Dulek's Blog

Integrating an app with a cloud is a difficult thing in general, but when the app is called OpenShift and implements a whole container platform abstracting the underlying clouds, the task becomes a serious challenge. That’s why when researching the topic you might feel lost hearing acronyms like CAPO, MAPO or OCCM. This blog post’s goal is to explain roles of these integration points between OpenShift and OpenStack, the components implementing that integration and why this ended up so complicated. For a more detailed discussion of the integration you can check out the talk by my colleague Matt Booth presented at OpenInfra Summit in Berlin.

Integration components

First of all it’s important to understand the relationship between vanilla Kubernetes and OpenShift. In general OpenShift uses upstream Kubernetes code, but may carry additional patches or even completely diverge from upstream. Later in this article we’ll see that this has an undesirable cost, but obviously it happens sometimes.

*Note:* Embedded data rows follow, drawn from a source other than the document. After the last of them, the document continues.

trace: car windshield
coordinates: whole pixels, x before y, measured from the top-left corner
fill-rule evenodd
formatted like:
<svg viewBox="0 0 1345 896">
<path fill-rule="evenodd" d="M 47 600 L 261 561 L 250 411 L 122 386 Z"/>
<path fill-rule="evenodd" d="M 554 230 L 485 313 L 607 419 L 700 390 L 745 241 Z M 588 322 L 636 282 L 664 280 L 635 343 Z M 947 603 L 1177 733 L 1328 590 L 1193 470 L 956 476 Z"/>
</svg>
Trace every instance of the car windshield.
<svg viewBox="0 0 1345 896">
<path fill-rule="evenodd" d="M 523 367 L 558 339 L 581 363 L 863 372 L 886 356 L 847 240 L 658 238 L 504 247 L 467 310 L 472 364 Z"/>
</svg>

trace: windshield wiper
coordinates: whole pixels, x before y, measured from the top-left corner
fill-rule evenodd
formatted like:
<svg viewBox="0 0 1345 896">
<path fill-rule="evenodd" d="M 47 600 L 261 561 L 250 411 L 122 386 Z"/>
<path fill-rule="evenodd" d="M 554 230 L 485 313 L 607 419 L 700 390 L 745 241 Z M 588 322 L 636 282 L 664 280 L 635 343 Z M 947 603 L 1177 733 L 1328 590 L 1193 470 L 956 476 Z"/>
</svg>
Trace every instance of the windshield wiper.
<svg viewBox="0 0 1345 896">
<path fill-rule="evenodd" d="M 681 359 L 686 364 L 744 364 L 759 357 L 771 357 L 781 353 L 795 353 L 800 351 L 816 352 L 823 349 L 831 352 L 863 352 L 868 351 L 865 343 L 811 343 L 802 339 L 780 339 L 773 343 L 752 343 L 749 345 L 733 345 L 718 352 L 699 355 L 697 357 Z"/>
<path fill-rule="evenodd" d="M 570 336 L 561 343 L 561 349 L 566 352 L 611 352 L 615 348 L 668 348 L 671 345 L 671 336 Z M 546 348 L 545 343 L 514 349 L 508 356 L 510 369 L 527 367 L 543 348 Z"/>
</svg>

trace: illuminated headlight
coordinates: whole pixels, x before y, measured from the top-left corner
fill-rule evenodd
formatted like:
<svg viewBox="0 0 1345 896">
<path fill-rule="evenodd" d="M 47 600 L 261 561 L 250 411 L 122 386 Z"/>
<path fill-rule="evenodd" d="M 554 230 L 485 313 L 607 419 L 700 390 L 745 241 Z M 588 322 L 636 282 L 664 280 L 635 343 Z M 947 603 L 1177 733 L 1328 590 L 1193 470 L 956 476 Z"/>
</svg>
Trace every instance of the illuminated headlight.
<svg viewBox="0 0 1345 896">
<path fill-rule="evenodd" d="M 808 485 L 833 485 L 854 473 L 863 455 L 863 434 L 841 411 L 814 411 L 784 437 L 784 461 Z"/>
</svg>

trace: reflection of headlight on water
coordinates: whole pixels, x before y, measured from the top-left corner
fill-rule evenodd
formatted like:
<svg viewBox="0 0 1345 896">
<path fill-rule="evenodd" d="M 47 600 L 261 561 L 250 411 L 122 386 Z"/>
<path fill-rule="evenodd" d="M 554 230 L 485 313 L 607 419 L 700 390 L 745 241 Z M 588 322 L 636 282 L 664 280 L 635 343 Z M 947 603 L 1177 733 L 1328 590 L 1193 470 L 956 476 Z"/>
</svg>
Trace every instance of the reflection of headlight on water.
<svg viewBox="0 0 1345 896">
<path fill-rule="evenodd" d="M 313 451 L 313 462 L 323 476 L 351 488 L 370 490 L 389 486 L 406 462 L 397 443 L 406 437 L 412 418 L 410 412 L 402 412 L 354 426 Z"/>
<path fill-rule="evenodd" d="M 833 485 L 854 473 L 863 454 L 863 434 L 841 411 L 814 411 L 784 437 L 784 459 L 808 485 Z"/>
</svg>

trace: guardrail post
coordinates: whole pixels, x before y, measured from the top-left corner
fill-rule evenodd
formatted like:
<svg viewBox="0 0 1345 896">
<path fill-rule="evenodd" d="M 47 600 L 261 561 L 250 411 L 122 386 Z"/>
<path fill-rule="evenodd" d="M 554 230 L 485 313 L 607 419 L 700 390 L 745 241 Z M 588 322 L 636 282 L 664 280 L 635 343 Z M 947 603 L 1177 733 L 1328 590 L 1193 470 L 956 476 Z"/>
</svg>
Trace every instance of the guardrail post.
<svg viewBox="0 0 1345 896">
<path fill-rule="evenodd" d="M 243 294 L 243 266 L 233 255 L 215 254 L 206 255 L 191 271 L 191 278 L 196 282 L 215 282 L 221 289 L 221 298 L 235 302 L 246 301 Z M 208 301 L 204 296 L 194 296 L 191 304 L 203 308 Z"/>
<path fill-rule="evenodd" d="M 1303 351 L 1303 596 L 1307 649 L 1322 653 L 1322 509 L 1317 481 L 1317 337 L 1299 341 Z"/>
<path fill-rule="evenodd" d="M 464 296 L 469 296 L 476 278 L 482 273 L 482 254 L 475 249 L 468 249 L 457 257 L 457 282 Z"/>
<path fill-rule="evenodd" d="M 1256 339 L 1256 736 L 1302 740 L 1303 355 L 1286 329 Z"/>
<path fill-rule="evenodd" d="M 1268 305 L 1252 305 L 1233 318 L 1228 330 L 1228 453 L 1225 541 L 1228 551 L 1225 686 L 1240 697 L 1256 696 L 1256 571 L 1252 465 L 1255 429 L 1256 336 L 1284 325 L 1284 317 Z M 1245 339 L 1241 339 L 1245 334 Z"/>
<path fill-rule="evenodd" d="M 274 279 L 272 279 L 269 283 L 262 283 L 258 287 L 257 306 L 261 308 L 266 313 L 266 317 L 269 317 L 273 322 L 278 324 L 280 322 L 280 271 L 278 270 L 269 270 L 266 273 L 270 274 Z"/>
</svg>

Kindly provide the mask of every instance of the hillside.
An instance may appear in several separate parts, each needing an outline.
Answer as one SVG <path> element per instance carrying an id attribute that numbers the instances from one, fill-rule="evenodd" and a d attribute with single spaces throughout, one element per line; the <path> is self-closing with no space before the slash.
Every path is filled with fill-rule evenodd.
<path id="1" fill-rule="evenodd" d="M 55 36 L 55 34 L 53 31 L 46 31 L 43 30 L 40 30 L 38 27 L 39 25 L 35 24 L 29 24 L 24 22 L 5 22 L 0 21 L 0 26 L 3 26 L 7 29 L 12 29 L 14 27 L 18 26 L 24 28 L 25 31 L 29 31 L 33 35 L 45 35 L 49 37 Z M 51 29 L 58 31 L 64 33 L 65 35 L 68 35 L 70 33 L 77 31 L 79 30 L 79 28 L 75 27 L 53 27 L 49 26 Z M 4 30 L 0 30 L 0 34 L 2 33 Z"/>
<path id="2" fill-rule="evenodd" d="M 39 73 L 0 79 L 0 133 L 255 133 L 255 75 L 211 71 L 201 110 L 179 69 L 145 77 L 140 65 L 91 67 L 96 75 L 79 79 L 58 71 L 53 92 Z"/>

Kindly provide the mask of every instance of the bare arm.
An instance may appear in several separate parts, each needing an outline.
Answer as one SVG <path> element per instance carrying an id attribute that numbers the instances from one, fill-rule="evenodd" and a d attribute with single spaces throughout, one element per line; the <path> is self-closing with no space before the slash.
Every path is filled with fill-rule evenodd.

In general Kubernetes has two integration components with the underlying cloud - cloud provider and cluster API provider. As a rule of thumb you can assume that cloud provider serves the K8s cluster users, while CAPO is what cluster admin interacts with.

Cloud provider

The cloud provider is responsible for serving the workloads running on the Kubernetes platform. For example, when you’re creating a Service of type=LoadBalancer then the cloud provider will make sure to create a load balancer on the cloud that will serve traffic for that Service. In the case of OpenStack, it also manages Node IP addresses, provides an Ingress controller based on Octavia and hosts Manilla and Cinder CSI plugins.

The cloud provider implementation for OpenStack clouds is called cloud-provider-openstack.

Cluster API provider

The cluster API is a Kubernetes extension that allows Kubernetes to manage its own cluster lifecycle. The cluster API providers are what implement that API. It means it deploys, monitors and removes VMs on which Kubernetes nodes are running. Cluster API provider acts for example when you scale down your Kubernetes cluster. The Cluster API Provider implementation for OpenStack clouds is called cluster-api-provider-openstack or CAPO.

cloud-provider-openstack in OpenShift

So far, so good, right? Well, it’s a bit more complicated when it comes to OpenShift. Cloud providers weren’t always in neat, separate repos. In the past Kubernetes kept them in the main repo and today these are called in-tree cloud providers. Up to 4.11 OpenShift only supported the in-tree OpenStack cloud provider. While these are still supported, the Kubernetes community is no longer allowing new changes to these legacy in-tree cloud providers. Instead, all new feature development is taking place in the new cloud providers, which can be called either external, out-of-tree or CCM, for Cloud Controller Manager. The OpenStack external cloud provider is only supported in tech preview in OpenShift 4.11 and is planned to GA in a future release of OpenShift.

In practice this means that OpenShift’s cloud-provider-openstack has several limitations compared to Kubernetes running with the external cloud provider, e.g. doesn’t support UDP when it comes to Services of type=LoadBalancer.

Why have we ended up here, using legacy for so long? Well, making a switch is not trivial. External cloud provider OpenStack has a bit different configuration options (a problem when considering upgrades), made some breaking changes (e.g. regarding node IPs management) and uses different Octavia calls that aren’t fully tested with OVN Octavia provider. But hey, at least OpenShift’s version of the legacy OpenStack cloud provider had not diverged too much from upstream, so making the switch is possible in general. The same cannot be said of Cluster API provider.

CAPO, MAPO and how we got there

In the case of CAPO, the OpenShift version evolved independently of the upstream version. While this allowed OpenShift to move forward more quickly, it also means that API design of the Machine and MachineSet objects diverged from what’s in the upstream Kubernetes. Such a situation is hard to maintain as any bugfix made upstream most likely needs to be adapted to a different API on the OpenShift side. The team decided to act to solve the issue.

What we needed was basically a translation layer between OpenShift CAPO and the upstream Kubernetes version of it. We’ve called it MAPO - machine-api-provider-openstack. MAPO is built in a pretty clever way - it watches for the OpenShift version of Machine objects, translates them into Kubernetes Machine objects and uses them to execute upstream CAPO functions that it is vendoring. An alternative approach could just be to run upstream CAPO normally and let MAPO create the K8s version of Machine objects from the OpenShift ones, but that could lead to users being confused by seeing two versions of Machine objects.

It’s important to say that MAPO is deployed by default starting from OpenShift 4.11 and currently it’s the only supported option. For the users nothing serious should change as it is supporting all the APIs that diverged OpenShift CAPO was.

What’s next in OpenShift on OpenStack?

So what’s going to happen in these topics in the near future? In the case of MAPO the answer is pretty simple - we’ll just make sure to keep the vendored CAPO up to date and implement any new upstream API in our translation layer.

The situation with switching out of legacy cloud provider is more complicated. The OCCM support was initially planned to be completed in 4.11, but we’ve hit unforeseen upgrade issues. The upgrade is complicated as we cannot have two controllers running concurrently and processing events as we would end up with duplicated Octavia load-balancers or see weird behaviors of Node objects. At the moment the migration path is planned to be completed and GA in one of the upcoming OpenShift releases.